Concerns have been raised over cash-strapped United Kingdom Public Servants turning to controversial buy now, pay later (BNPL) loans after being turned down by mainstream lenders.
Analysis by the University of Edinburgh found that one in 10 public sector and National Health Service (NHS) staff, who were initially rejected for a more conventional loan on the basis they could not afford to repay it, went on to secure credit from BNPL firms last year.
Researchers also found that the overall use of BNPL products among public sector employees had “increased significantly” relative to other credit and loans, and that it was starting to displace other non-traditional lenders such as those offering high-interest payday loans.

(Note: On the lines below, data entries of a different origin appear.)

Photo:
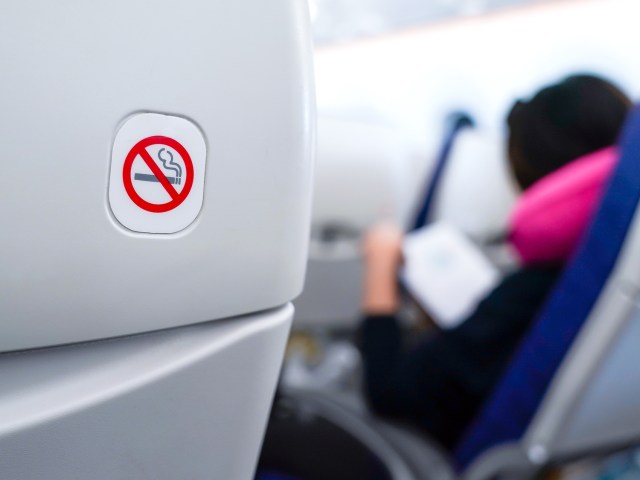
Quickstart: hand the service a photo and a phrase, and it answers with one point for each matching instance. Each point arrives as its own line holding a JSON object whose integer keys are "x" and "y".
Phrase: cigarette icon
{"x": 144, "y": 177}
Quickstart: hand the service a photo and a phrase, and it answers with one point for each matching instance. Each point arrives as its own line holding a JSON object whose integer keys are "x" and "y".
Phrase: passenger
{"x": 440, "y": 382}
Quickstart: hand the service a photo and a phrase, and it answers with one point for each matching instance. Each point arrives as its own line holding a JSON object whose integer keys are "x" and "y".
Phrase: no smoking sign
{"x": 157, "y": 173}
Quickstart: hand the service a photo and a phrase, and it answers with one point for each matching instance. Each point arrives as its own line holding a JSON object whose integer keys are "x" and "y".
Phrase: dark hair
{"x": 562, "y": 122}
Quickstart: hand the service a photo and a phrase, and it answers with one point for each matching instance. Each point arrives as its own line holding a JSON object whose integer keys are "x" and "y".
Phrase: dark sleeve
{"x": 444, "y": 378}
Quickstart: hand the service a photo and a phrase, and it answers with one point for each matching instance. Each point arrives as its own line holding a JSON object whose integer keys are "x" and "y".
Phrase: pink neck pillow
{"x": 551, "y": 216}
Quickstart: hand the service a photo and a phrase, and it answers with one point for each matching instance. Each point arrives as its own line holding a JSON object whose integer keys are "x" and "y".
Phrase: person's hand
{"x": 382, "y": 251}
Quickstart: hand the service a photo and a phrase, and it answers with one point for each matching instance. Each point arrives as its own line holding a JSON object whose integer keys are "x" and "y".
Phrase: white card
{"x": 446, "y": 273}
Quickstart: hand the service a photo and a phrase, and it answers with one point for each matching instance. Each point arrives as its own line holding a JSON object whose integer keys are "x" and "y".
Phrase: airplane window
{"x": 339, "y": 20}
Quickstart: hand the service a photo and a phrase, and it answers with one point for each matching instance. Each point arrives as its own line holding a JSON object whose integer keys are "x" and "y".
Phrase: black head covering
{"x": 563, "y": 122}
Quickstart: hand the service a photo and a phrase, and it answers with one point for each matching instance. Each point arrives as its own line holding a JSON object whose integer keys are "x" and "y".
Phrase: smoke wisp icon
{"x": 169, "y": 164}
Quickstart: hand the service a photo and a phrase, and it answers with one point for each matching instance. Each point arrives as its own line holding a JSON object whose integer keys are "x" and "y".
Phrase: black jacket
{"x": 440, "y": 382}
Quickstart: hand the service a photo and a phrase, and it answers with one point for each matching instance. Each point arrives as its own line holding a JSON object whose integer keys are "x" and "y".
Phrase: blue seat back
{"x": 507, "y": 414}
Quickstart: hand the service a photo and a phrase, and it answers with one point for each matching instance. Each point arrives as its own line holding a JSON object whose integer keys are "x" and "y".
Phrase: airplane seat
{"x": 360, "y": 178}
{"x": 570, "y": 389}
{"x": 573, "y": 388}
{"x": 155, "y": 229}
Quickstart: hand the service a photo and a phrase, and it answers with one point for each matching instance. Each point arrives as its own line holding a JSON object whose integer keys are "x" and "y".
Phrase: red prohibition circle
{"x": 176, "y": 197}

Tina Harrison, of the University of Edinburgh’s Business School, warned the rising use of BNPL — which is still unregulated in the UK — increased the risk of public sector workers falling behind on their payments.
“The increase in the use of BNPL, especially among individuals with very low financial resilience, is extremely worrying,” Professor Harrison said.

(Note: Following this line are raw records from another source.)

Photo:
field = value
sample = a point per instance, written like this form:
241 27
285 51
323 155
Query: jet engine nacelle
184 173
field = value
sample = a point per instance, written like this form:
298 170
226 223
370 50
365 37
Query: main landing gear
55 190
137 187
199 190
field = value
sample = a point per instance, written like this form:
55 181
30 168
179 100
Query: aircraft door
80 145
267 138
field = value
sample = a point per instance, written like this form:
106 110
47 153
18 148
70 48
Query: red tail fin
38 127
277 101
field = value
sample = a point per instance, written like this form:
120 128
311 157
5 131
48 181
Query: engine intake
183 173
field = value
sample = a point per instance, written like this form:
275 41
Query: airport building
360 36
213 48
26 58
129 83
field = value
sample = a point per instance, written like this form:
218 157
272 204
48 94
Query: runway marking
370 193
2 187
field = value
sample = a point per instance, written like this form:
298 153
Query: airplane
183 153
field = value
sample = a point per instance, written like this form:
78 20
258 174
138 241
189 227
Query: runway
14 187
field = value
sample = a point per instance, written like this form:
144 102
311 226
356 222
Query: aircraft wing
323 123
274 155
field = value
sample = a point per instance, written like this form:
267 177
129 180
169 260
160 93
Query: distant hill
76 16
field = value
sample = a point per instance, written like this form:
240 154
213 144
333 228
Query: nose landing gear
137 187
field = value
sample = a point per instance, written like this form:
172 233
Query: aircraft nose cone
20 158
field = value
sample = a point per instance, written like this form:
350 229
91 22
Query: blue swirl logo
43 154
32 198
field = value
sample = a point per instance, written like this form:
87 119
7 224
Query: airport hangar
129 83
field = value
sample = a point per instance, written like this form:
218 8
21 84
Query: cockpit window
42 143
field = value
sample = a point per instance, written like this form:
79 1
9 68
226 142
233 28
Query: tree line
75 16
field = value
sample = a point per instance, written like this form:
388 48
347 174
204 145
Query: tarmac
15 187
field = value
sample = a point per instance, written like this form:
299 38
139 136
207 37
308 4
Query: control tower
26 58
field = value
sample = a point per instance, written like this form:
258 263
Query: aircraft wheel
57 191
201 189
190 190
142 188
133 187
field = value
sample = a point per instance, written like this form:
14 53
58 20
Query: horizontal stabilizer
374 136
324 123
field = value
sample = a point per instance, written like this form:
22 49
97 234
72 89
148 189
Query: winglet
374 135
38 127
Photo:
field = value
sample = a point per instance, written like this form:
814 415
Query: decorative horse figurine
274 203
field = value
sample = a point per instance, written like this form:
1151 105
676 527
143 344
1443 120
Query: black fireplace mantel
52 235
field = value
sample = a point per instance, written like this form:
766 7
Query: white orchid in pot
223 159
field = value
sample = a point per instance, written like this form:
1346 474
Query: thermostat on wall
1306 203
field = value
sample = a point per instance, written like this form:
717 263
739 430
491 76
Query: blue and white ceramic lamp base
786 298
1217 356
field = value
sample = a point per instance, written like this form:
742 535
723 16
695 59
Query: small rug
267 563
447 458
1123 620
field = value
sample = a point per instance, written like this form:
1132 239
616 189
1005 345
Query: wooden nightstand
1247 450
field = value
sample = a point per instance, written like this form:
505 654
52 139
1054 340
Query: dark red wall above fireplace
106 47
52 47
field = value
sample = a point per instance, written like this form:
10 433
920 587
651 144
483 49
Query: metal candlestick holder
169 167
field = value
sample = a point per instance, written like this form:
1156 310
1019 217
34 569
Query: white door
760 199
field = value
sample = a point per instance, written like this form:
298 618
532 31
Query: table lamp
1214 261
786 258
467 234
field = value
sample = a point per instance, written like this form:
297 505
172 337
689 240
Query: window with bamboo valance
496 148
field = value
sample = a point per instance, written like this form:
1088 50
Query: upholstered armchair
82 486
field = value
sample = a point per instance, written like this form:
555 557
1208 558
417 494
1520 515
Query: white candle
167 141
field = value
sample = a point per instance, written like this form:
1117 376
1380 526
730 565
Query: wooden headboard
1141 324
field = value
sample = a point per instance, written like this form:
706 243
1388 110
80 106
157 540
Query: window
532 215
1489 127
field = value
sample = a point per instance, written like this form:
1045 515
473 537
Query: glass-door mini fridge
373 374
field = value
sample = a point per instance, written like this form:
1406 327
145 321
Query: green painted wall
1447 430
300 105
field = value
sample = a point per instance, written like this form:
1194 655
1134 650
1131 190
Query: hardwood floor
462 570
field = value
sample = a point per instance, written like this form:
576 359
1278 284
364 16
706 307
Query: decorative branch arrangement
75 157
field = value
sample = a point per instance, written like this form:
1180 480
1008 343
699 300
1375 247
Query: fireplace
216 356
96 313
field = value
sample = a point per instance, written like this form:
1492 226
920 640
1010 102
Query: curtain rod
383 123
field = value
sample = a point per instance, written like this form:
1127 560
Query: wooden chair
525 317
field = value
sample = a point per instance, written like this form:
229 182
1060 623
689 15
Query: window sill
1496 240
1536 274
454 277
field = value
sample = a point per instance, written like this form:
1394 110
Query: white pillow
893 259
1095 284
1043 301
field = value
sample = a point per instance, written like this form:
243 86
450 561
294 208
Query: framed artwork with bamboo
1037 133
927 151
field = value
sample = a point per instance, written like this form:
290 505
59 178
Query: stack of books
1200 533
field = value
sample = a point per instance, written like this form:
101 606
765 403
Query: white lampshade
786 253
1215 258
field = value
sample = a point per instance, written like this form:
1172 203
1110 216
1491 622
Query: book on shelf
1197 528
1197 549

“Left unchecked, BNPL has the potential to very quickly lead to an unmanageable debt burden.”
The Edinburgh research analysed the transactions of 104,661 NHS and public sector workers who applied for a loan from the non-profit lender, Salad Money, but were rejected on the basis they were unable to afford repayments.

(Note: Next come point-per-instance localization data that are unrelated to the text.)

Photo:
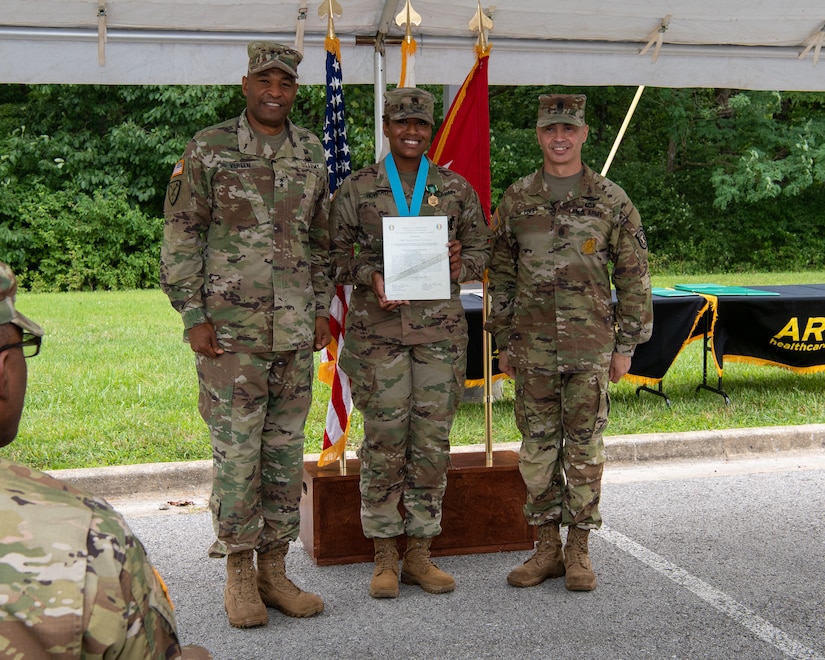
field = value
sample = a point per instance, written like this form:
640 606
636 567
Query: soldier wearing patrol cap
74 581
558 230
244 261
406 359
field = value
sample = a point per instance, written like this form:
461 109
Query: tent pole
622 130
379 85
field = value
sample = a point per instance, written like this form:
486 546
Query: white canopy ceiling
744 44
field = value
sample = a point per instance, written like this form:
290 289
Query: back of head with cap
8 313
409 103
265 55
561 109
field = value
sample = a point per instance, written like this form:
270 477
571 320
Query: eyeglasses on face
30 345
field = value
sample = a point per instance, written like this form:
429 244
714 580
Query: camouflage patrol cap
409 102
561 109
265 55
8 314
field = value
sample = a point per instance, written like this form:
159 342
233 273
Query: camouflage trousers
255 405
407 396
561 418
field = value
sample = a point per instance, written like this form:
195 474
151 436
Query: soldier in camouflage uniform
558 231
245 261
74 581
406 359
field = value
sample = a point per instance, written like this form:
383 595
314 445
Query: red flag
463 142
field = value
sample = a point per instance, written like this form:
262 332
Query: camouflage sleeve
502 278
187 218
63 546
319 237
631 277
474 235
347 265
127 593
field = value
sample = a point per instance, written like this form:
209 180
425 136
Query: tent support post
622 130
379 86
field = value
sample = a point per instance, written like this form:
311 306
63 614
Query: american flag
339 166
336 148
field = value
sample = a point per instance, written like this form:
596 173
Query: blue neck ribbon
398 190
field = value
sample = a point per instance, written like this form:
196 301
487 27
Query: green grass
115 384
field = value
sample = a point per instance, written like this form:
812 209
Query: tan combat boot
384 583
418 568
278 591
580 575
241 600
546 562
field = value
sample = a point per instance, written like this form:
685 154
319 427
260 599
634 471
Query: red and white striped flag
339 166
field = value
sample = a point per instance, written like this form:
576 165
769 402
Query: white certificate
416 258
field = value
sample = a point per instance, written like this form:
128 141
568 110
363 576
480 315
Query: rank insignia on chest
432 200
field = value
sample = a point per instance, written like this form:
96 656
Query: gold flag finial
330 9
408 17
482 24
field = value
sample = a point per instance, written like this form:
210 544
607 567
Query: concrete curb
158 479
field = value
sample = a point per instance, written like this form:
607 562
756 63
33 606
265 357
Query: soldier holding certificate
406 358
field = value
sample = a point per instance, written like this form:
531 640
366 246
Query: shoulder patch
173 192
640 236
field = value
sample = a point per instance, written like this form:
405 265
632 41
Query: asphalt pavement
713 547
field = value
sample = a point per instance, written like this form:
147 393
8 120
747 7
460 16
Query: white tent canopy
744 44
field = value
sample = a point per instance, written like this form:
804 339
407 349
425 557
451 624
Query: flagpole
482 24
338 163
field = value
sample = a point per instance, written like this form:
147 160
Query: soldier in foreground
406 359
558 231
244 261
74 581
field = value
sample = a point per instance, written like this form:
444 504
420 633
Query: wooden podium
482 510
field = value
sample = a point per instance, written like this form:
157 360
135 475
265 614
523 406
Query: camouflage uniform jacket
74 581
246 238
356 219
550 281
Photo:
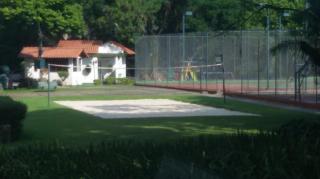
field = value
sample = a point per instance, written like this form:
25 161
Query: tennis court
146 108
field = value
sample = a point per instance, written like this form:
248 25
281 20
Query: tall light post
187 13
267 6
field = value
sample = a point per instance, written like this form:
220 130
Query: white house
84 60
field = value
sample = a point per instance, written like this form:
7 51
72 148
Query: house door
105 67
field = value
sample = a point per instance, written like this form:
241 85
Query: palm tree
307 45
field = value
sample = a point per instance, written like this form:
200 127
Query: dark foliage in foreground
12 113
266 155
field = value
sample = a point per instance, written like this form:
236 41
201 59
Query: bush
264 155
125 81
12 113
118 81
97 82
110 81
29 83
63 74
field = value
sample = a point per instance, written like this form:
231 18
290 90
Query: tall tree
20 19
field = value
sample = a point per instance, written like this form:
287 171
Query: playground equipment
187 73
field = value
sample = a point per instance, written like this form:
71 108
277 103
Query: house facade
82 60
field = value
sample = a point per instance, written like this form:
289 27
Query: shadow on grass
74 127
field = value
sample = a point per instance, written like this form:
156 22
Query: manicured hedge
265 155
115 81
12 113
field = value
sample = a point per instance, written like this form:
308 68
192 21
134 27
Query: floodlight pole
224 80
187 13
268 46
49 70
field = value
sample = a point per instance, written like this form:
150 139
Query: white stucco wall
108 55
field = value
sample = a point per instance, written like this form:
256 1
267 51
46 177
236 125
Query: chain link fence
190 62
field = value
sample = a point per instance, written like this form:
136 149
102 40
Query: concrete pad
146 108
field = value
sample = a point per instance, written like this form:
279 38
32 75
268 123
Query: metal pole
268 47
169 60
295 79
224 83
258 63
207 60
316 74
49 70
183 37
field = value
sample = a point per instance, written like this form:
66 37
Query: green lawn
60 124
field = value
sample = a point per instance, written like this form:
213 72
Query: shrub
264 155
29 83
12 113
97 82
118 81
63 74
125 81
110 81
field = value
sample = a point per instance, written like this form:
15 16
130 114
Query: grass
71 127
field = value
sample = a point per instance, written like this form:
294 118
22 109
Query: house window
62 64
76 65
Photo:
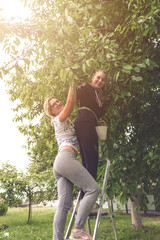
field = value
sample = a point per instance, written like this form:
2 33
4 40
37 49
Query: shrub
3 207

Salad Money, which commissioned the survey, issues loans exclusively to public sector workers.
Analysis of 174 million anonymised bank transactions by public sector workers found evidence that 54 per cent had experienced direct debits being returned — a key indicator of financial difficulties.
The findings were part of a report that showed many Public Servants would struggle to afford an unexpected bill of £100 ($A165) in the middle of the month because the staff whose transactions were analysed had, on average, just £79 ($A130) in their account by that point.
The report also found that BNPL users spent more relative to their incomes, and tended to have higher overdrafts, while a significant minority were heavily indebted.